Elizabeth May (Saanich—Gulf Islands)
2020-11-20 10:49 [p.2176]
Madame la Présidente, je souhaite d’abord préciser que je m’adresse aujourd’hui à la Chambre depuis le territoire traditionnel du peuple WSÁNEC, que je salue d’ailleurs. Hych’ka Siem. Je tiens également à saluer l’ensemble de mes collègues.
Je tiens à remercier tout particulièrement le député de Parry Sound—Muskoka et le caucus conservateur d’avoir organisé les interventions en matinée, de façon à me donner l’occasion de discuter du projet de loi C-3. Mon intervention a permis de mettre en lumière un thème dont je veux parler à propos du projet de loi, qui devait d’emblée exclure la partisanerie. L’opposition officielle a eu la générosité de m’accorder plus de temps pour prendre la parole ce matin, alors que nous nous réunissions pour appuyer un projet de loi très prometteur.
Bien entendu, nous avons souligné à maintes reprises l’origine tout à fait non partisane de l’initiative qui, comme nous le savons tous, a été proposée par Rona Ambrose. Il s’agit d’un texte législatif extrêmement important. Elle l’a présenté lorsqu’elle était chef intérimaire du Parti conservateur, puis il a été adopté par le Parlement.
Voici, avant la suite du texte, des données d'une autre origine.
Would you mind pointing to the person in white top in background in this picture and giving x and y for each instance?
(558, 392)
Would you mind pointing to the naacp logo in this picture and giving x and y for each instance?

Hélas, comme on le sait, le projet de loi a été bloqué au Sénat.
Le fait que cette mesure législative revienne en tant que projet de loi du gouvernement libéral est extrêmement encourageant. C’est un important projet de loi. Aujourd’hui, je vais me concentrer sur certains aspects pour expliquer aux Canadiens les améliorations qui ont été apportées, d’abord à la mesure initiale, puis une deuxième fois dans un esprit non partisan.
Bien sûr, le projet de loi est né de nombreuses décisions qui ont suscité la colère chez les citoyens canadiens. Les hommes, les femmes et les personnes non binaires se sont tous demandé: « Pour l’amour du ciel, comment est-ce possible? » Comment des juges peuvent-ils dire des énormités au tribunal — et j’en ai déjà parlé à la Chambre —, comme dans le cas tristement célèbre du juge qui a demandé pourquoi la victime n’avait pas serré les genoux?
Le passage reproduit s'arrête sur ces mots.